Factors adversely affecting wound healing
Local factors
Local factors are the most common causes of failure of wound healing. Bacterial contamination, particularly when combined with a nidus facilitating bacterial growth, is followed by infection. Common factors acting as niduses are areas of dead or dying tissue, foreign bodies (including suture materials) and collections of blood, serum and lymph. Other local tissue factors — such as the adequacy of the arterial and venous circulation and lymphatic drainage and previous irradiation damage — are extremely important. Excessive tension during repair of wounded tissues inevitably leads to local tissue ischaemia, subsequent necrosis and wound breakdown (Box 13.3).
General factors
Age, diabetes, malignancy. Advanced age is associated with impaired or delayed wound healing.

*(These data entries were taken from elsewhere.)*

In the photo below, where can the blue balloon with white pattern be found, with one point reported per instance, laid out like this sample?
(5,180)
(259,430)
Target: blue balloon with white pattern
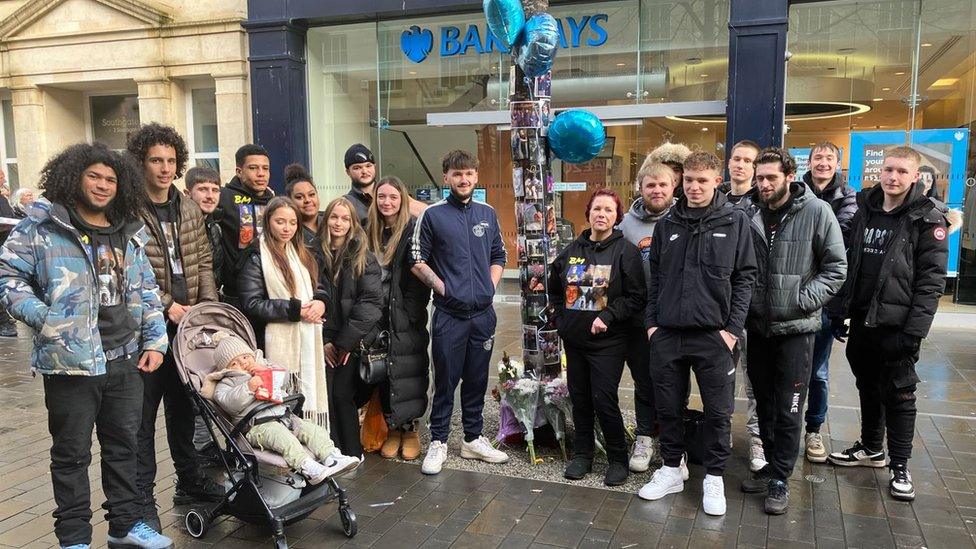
(576,136)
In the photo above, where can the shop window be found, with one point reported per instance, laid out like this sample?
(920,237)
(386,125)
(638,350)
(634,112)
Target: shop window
(9,147)
(203,128)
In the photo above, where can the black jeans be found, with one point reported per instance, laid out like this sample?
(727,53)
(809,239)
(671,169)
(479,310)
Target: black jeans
(779,369)
(76,405)
(673,354)
(593,377)
(639,362)
(886,381)
(165,385)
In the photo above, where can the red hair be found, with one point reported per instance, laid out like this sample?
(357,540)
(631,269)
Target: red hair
(606,191)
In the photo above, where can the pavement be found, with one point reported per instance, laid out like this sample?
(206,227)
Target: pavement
(474,505)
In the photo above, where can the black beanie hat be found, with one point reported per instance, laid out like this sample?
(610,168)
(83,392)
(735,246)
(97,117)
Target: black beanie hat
(357,154)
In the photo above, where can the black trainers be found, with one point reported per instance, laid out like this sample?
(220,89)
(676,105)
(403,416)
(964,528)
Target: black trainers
(778,498)
(198,489)
(900,485)
(617,473)
(758,483)
(857,456)
(578,468)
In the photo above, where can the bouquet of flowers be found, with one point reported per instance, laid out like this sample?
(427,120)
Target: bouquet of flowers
(521,395)
(557,406)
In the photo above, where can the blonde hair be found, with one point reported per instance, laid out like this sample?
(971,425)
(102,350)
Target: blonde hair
(352,253)
(377,222)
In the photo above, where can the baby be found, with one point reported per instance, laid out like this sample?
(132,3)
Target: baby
(233,386)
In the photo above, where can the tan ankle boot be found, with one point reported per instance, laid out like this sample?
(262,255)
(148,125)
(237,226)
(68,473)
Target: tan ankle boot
(391,447)
(411,445)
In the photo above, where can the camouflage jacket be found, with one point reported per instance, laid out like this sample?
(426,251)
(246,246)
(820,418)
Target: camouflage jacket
(48,281)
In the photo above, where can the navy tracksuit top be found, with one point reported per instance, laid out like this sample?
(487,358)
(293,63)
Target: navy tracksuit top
(460,242)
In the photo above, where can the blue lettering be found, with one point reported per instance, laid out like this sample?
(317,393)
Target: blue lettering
(449,41)
(562,34)
(599,31)
(472,38)
(492,43)
(576,29)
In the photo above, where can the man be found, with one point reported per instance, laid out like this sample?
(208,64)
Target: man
(75,270)
(362,172)
(801,265)
(899,237)
(203,187)
(180,256)
(457,251)
(702,268)
(656,184)
(740,189)
(242,204)
(829,185)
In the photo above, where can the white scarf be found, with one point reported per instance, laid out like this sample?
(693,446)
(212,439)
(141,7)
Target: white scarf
(296,345)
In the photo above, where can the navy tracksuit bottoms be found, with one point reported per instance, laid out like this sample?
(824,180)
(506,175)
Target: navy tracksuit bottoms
(461,353)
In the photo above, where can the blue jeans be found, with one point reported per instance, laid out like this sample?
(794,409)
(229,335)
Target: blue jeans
(818,392)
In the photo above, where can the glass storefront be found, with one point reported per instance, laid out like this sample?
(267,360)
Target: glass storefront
(654,71)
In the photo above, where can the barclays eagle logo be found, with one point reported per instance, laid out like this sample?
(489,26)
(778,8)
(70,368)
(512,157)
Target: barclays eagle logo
(416,43)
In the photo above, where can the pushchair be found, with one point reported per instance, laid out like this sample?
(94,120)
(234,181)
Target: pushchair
(261,489)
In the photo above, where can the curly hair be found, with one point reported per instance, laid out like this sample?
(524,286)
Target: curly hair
(150,135)
(61,179)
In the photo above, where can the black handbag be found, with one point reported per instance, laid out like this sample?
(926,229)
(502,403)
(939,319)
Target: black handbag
(374,362)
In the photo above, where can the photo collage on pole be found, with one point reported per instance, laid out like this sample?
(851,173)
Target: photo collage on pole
(535,217)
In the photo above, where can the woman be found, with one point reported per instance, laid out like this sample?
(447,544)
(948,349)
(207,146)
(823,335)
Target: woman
(354,277)
(594,330)
(281,297)
(405,298)
(300,188)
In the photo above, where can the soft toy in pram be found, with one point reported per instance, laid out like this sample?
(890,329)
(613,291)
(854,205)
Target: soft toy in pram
(235,387)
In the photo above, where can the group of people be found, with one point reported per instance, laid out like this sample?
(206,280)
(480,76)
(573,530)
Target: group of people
(111,257)
(767,269)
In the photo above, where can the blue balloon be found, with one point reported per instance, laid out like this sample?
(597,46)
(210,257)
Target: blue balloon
(576,136)
(505,19)
(541,44)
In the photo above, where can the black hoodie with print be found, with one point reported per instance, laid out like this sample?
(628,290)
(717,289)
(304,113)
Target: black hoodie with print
(596,279)
(241,222)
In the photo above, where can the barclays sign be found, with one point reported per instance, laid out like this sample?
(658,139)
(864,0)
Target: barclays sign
(417,43)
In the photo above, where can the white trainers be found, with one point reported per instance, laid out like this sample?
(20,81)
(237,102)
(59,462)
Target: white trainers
(481,449)
(664,481)
(713,495)
(314,471)
(337,463)
(640,456)
(435,458)
(757,456)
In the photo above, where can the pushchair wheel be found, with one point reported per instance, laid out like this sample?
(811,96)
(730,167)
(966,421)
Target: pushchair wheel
(197,522)
(348,517)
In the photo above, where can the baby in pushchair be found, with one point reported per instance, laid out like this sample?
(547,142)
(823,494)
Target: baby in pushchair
(237,388)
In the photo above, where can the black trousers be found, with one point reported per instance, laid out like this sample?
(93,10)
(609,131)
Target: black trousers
(347,394)
(76,405)
(593,377)
(673,354)
(779,369)
(639,362)
(164,385)
(886,381)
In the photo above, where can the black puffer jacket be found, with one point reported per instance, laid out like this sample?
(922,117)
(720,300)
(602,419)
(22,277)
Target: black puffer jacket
(409,360)
(255,303)
(912,276)
(356,306)
(702,270)
(842,199)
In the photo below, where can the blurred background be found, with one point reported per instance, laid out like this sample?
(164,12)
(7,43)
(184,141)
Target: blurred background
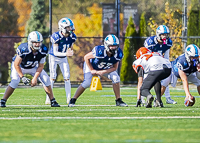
(132,21)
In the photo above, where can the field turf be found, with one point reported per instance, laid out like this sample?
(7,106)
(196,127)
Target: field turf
(96,118)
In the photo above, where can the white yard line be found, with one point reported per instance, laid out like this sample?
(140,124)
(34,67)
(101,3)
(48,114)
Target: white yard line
(96,118)
(60,105)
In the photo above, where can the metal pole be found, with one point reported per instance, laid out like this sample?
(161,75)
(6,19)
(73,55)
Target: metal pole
(184,34)
(50,21)
(118,17)
(118,27)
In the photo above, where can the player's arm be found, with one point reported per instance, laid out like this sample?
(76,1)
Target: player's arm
(60,54)
(184,79)
(38,71)
(17,63)
(166,55)
(87,58)
(140,81)
(109,70)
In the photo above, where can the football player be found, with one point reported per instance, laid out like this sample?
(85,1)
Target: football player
(62,47)
(152,68)
(102,60)
(30,59)
(185,68)
(161,43)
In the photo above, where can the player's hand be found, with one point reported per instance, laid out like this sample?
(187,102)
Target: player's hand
(101,73)
(69,52)
(93,72)
(33,82)
(138,104)
(26,80)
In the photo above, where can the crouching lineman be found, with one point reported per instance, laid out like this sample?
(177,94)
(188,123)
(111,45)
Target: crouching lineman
(185,68)
(30,59)
(156,69)
(103,59)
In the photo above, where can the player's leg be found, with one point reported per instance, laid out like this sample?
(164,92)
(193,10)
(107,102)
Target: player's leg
(116,88)
(64,67)
(165,89)
(15,79)
(53,61)
(193,78)
(86,83)
(45,80)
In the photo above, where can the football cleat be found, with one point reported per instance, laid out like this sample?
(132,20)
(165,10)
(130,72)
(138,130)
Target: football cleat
(170,101)
(48,102)
(149,101)
(119,102)
(54,103)
(143,101)
(158,104)
(3,103)
(72,102)
(139,102)
(68,99)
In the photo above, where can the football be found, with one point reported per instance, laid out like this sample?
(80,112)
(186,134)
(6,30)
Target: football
(190,101)
(198,75)
(198,66)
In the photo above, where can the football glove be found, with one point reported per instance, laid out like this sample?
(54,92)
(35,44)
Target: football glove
(139,101)
(25,80)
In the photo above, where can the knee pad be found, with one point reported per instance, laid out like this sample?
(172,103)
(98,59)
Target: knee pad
(14,83)
(86,84)
(114,77)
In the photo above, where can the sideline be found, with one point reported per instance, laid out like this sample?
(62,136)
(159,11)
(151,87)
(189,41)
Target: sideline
(97,118)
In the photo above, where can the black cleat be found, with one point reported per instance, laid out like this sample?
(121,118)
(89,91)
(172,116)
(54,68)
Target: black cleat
(139,102)
(54,103)
(149,101)
(72,102)
(3,103)
(119,102)
(158,104)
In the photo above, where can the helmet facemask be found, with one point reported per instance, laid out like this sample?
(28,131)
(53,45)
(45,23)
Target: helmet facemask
(161,30)
(35,37)
(66,26)
(192,54)
(111,40)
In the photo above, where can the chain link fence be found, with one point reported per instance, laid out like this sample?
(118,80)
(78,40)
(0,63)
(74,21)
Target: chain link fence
(90,19)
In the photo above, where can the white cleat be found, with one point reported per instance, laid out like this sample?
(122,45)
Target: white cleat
(47,102)
(68,99)
(170,101)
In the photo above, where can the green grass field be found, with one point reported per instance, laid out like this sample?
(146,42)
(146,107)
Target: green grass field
(96,118)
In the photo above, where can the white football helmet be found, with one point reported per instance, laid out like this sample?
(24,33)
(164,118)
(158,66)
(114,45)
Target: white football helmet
(191,51)
(162,29)
(109,41)
(35,36)
(64,23)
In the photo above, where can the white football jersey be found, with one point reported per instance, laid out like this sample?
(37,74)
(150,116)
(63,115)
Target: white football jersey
(151,62)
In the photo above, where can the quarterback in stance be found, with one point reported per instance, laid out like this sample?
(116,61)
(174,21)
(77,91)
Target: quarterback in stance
(155,68)
(185,67)
(30,59)
(62,45)
(161,43)
(102,60)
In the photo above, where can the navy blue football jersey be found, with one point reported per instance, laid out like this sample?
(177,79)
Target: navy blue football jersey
(182,64)
(102,60)
(152,44)
(30,60)
(63,42)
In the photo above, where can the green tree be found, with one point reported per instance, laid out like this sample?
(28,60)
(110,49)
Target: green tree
(194,23)
(37,19)
(37,22)
(8,21)
(127,73)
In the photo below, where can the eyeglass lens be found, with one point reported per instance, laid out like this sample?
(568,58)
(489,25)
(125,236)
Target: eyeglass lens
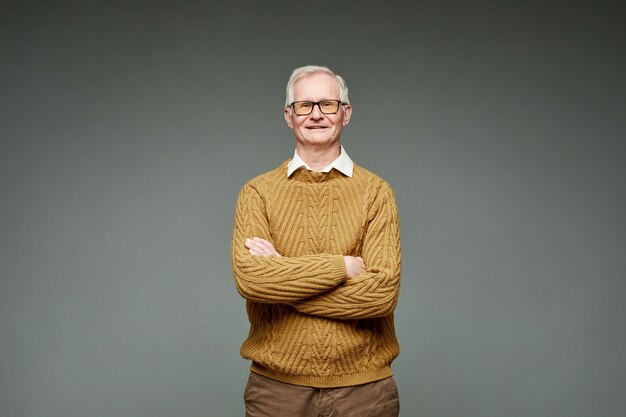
(306,107)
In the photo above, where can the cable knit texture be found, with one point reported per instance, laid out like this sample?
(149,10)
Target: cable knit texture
(309,324)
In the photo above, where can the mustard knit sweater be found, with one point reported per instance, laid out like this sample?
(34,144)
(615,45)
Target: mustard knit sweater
(309,324)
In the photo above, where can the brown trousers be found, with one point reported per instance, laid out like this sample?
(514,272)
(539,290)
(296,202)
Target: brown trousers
(267,397)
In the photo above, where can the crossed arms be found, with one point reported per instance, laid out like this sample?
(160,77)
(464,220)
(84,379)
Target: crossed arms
(326,285)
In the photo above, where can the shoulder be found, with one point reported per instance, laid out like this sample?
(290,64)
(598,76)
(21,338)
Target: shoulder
(264,182)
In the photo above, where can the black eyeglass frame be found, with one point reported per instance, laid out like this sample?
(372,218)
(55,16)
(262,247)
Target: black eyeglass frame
(316,103)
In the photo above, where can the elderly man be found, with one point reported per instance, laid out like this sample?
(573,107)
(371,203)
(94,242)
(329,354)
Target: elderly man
(316,255)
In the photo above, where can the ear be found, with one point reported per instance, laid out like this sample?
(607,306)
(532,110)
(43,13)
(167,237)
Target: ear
(347,113)
(287,114)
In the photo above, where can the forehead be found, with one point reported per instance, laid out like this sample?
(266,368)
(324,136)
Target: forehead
(316,87)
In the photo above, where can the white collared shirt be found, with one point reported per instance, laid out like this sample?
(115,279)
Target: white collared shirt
(343,164)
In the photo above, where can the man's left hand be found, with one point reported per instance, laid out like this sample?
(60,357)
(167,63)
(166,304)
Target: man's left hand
(260,247)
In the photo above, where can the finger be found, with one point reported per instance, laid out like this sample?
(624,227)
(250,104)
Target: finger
(267,246)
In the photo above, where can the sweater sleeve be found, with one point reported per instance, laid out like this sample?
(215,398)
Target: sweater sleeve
(373,293)
(275,279)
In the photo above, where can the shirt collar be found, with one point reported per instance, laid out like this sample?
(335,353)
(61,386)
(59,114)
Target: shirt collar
(343,164)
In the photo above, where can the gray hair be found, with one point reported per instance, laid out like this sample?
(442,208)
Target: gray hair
(303,72)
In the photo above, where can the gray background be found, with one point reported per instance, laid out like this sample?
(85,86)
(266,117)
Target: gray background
(128,128)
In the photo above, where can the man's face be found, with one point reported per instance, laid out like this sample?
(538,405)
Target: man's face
(317,128)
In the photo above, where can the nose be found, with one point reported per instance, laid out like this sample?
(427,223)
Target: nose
(316,113)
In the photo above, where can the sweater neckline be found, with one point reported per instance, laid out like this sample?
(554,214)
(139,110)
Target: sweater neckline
(304,175)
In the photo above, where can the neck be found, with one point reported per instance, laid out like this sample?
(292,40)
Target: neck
(318,158)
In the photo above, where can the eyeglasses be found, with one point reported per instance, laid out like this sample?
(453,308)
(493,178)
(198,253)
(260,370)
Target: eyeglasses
(303,108)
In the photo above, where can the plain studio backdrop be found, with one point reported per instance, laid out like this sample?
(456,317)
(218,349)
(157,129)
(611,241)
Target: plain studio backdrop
(128,128)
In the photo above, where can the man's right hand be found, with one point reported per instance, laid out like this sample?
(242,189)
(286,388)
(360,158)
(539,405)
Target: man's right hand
(354,265)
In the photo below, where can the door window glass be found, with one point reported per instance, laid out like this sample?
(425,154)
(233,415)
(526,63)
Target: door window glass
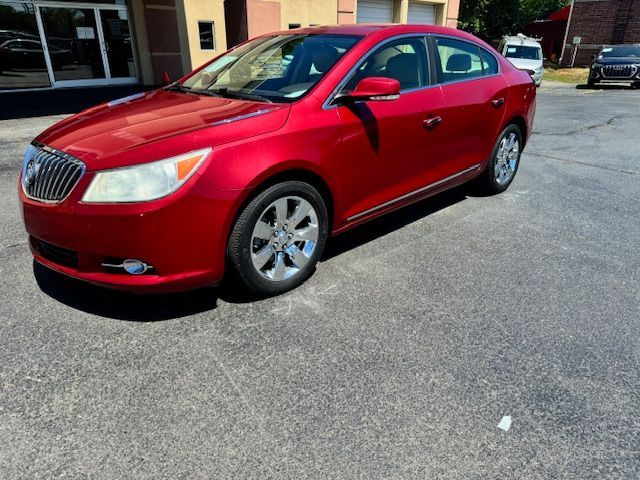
(458,60)
(22,63)
(403,60)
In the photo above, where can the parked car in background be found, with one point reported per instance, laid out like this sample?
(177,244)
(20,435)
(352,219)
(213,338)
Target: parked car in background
(524,53)
(247,165)
(616,63)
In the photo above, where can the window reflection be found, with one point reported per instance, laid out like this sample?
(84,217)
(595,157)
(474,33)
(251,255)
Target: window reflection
(22,63)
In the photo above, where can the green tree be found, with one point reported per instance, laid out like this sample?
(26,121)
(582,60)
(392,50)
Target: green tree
(491,19)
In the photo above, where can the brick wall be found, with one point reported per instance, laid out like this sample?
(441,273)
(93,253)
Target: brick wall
(599,22)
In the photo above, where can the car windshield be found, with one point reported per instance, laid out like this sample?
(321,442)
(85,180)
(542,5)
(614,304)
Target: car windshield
(523,51)
(620,51)
(280,68)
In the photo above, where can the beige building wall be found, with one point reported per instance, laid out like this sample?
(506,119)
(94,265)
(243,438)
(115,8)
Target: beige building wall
(207,11)
(446,11)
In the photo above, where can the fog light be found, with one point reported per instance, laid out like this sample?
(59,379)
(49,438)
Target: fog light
(134,267)
(130,265)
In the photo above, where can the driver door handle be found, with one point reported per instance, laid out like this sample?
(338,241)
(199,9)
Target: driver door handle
(431,123)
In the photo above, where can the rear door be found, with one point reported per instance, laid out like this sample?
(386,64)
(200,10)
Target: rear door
(475,95)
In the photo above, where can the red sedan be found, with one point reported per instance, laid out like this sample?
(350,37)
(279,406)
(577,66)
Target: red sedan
(247,165)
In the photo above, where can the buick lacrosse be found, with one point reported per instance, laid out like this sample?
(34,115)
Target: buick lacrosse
(247,165)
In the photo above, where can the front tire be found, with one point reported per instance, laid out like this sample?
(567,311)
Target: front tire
(504,161)
(278,238)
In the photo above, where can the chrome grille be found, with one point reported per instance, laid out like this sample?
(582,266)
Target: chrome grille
(619,71)
(49,175)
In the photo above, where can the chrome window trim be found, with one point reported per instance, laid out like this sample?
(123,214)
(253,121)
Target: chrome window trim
(428,37)
(464,40)
(332,96)
(59,153)
(414,193)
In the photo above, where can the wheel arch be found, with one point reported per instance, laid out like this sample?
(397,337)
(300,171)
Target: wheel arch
(291,173)
(520,122)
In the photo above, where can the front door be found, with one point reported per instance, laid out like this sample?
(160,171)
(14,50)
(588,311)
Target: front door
(87,45)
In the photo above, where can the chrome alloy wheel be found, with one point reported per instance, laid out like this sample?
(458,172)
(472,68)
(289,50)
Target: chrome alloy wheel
(507,158)
(284,238)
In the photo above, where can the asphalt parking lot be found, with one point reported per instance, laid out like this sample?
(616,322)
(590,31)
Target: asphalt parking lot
(397,359)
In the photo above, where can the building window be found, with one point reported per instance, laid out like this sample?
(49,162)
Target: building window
(207,35)
(22,61)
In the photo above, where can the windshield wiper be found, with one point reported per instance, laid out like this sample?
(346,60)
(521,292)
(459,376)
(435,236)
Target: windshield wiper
(225,92)
(177,87)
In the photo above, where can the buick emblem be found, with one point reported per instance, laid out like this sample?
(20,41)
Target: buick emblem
(30,172)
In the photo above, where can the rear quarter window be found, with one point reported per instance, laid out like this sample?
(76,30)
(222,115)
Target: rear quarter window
(458,60)
(489,62)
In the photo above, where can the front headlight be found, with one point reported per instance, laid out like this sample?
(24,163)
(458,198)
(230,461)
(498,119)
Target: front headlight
(148,181)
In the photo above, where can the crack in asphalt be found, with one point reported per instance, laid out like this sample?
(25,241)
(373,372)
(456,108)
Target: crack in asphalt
(588,127)
(568,160)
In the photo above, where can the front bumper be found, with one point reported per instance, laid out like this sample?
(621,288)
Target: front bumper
(183,236)
(537,77)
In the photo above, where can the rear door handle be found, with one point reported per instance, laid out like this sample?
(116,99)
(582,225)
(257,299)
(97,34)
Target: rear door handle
(431,123)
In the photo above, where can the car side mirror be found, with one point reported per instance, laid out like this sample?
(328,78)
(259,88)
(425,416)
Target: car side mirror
(373,89)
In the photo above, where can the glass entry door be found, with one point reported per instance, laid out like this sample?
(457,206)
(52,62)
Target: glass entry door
(87,45)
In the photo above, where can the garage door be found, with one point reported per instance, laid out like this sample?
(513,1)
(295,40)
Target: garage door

This may be due to a higher prevalence of other adverse factors such as vascular insufficiency, metabolic disease, malnutrition, cancer and drugs. Diabetes may cause neuropathy and microvascular or macrovascular disease leading to tissue ischaemia. Defects in angiogenesis, granulocyte function and wound matrix formation have also been described. Patients with cancer may be malnourished and immunocompromised from treatment (chemoradiotherapy) or disease progression (Box 13.4)
Box 13.4
General or host factors that interfere with wound healing
Definitive care
Wound care — debridement
The wound must be thoroughly explored and should be enlarged on either side as far as is required to determine the extent of deeper damage. Excision of necrotic tissue proceeds in depth. Skin edges usually need only a narrow margin of excision. Partially avulsed and bruised skin flaps require complete defatting and excision of the apex of the flap back to the point of dermal bleeding. Subcutaneous fat is freely excised back to pristine bleeding fat. Deep fascia is split widely to expose underlying structures and damaged muscle is radically excised back to healthy tissue (which bleeds and contracts when cut). Free bone fragments devoid of periosteum are removed and foreign material and debris must be removed from bone ends and marrow cavities. Subsequent treatment of fractures and injuries to other deep tissues (major tendons, nerves and vessels) depends on the degree of damage and contamination.
Timing of wound closure
Delayed primary closure. The first few days of wound healing are phagocytic and preparative rather than fibroblastic and reparative — the continuing biological debridement complements the surgical procedure. Because of this, closure can be delayed for a few days without prejudice to the end result or to the speed of healing. If closure is performed within a few days, the tissues are still soft, with little fibroblastic activity, and the wound can readily be closed. Delayed closure is thus best done between the second and fifth days after wounding. The end result is similar to that of primary healing. If closure is deferred for more than five days, granulation tissue will have developed on the exposed wound surface. The tissues are stiffer and do not approximate well and the procedure then becomes one of secondary wound closure.